Le système éducatif français s’apprête à connaître une révision en profondeur de ses modalités d’évaluation. Le ministre de l’Éducation nationale, Édouard Geffray, a dévoilé jeudi un ensemble de réformes visant à rehausser l’exigence des diplômes nationaux et à évaluer plus rigoureusement le niveau réel des élèves.
Selon les informations rapportées par l’agence Anadolu, les changements les plus imminents concernent le diplôme national du brevet. Dès la session 2026, le poids des épreuves finales passera à 60 % de la note globale, contre 50 % actuellement. Le contrôle continu sera quant à lui strictement calculé sur la moyenne des notes obtenues en classe tout au long de l’année. Cette révision s’accompagne d’une consigne stricte adressée aux correcteurs : les fautes d’orthographe, de syntaxe et de grammaire seront lourdement sanctionnées. Le ministre a précisé qu’une copie présentant de graves lacunes dans ces domaines ne pourra plus obtenir la moyenne.
Cette exigence accrue aura un impact direct sur les résultats de fin d’année. Édouard Geffray anticipe une baisse drastique du taux de réussite au brevet, estimant une chute pouvant aller jusqu’à 10 points. Le taux d’admission devrait ainsi se stabiliser autour de 75 %, entraînant mécaniquement une diminution du nombre de mentions accordées.
Le baccalauréat, qui a affiché un taux de réussite de près de 92 % en 2025, est également ciblé par ces ajustements. Afin de renforcer la crédibilité de son attribution, l’octroi des points de jury sera strictement limité à partir de 2026. Cette mesure vise à empêcher le repêchage artificiel de candidats proches de la moyenne pour leur permettre d’accéder aux épreuves orales de rattrapage.
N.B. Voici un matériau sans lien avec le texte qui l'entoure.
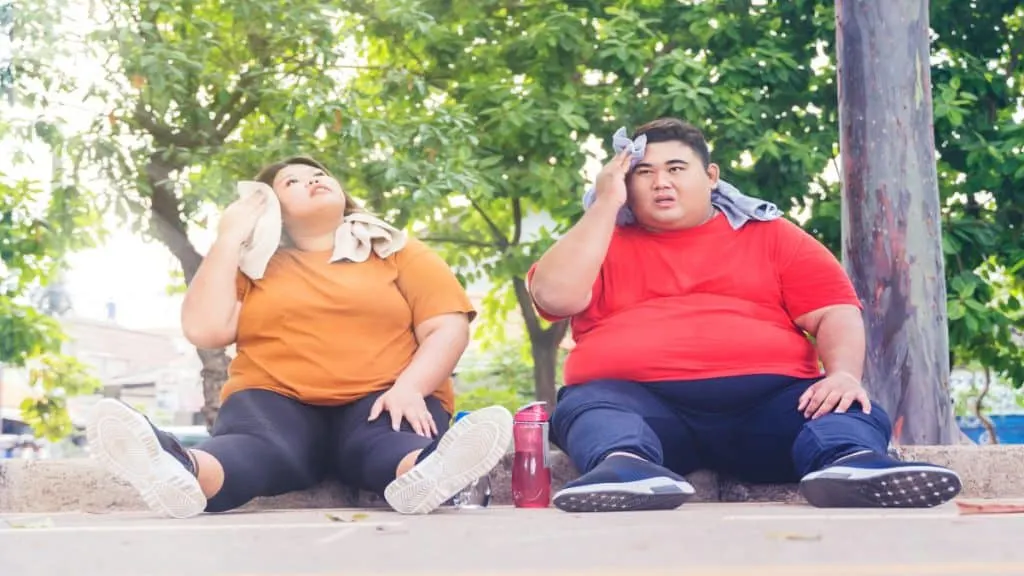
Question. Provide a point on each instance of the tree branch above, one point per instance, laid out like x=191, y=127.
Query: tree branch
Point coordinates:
x=164, y=136
x=526, y=307
x=516, y=220
x=166, y=221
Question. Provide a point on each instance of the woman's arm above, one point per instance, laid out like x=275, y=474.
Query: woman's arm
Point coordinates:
x=442, y=340
x=210, y=311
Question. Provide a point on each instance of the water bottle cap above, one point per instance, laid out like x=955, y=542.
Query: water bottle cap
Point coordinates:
x=532, y=412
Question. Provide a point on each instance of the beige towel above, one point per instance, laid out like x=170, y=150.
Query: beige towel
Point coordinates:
x=358, y=234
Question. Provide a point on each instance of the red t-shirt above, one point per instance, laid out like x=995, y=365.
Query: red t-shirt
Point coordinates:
x=705, y=302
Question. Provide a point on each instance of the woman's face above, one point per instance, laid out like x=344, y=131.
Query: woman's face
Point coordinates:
x=307, y=193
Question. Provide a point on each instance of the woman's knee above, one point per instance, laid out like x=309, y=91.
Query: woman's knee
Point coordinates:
x=256, y=466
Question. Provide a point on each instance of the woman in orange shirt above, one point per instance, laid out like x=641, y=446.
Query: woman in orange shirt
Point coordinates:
x=343, y=368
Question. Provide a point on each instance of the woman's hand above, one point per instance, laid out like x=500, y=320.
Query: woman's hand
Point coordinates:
x=402, y=402
x=239, y=219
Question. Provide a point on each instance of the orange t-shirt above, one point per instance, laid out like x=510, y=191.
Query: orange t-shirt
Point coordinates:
x=331, y=333
x=705, y=302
Parallèlement à ce durcissement de l’évaluation, le ministère instaure de nouveaux dispositifs de valorisation. Un concours général des collèges verra le jour en 2027, calqué sur le modèle de celui existant pour les lycées. Les établissements pourront y inscrire jusqu’à 10 % de leurs effectifs, en respectant la parité filles-garçons. Les candidats s’affronteront dans une seule des cinq disciplines proposées : français, mathématiques, histoire-géographie, arts et numérique-codage. Les inscriptions se feront à l’automne pour des épreuves prévues en janvier et février.
Enfin, des interventions spécifiques ont déjà débuté dans 800 collèges identifiés comme étant en grande difficulté scolaire. Ces établissements se caractérisent par une proportion d’au moins 40 % d’élèves n’atteignant pas la note de 8/20 en français et en mathématiques lors des épreuves du brevet.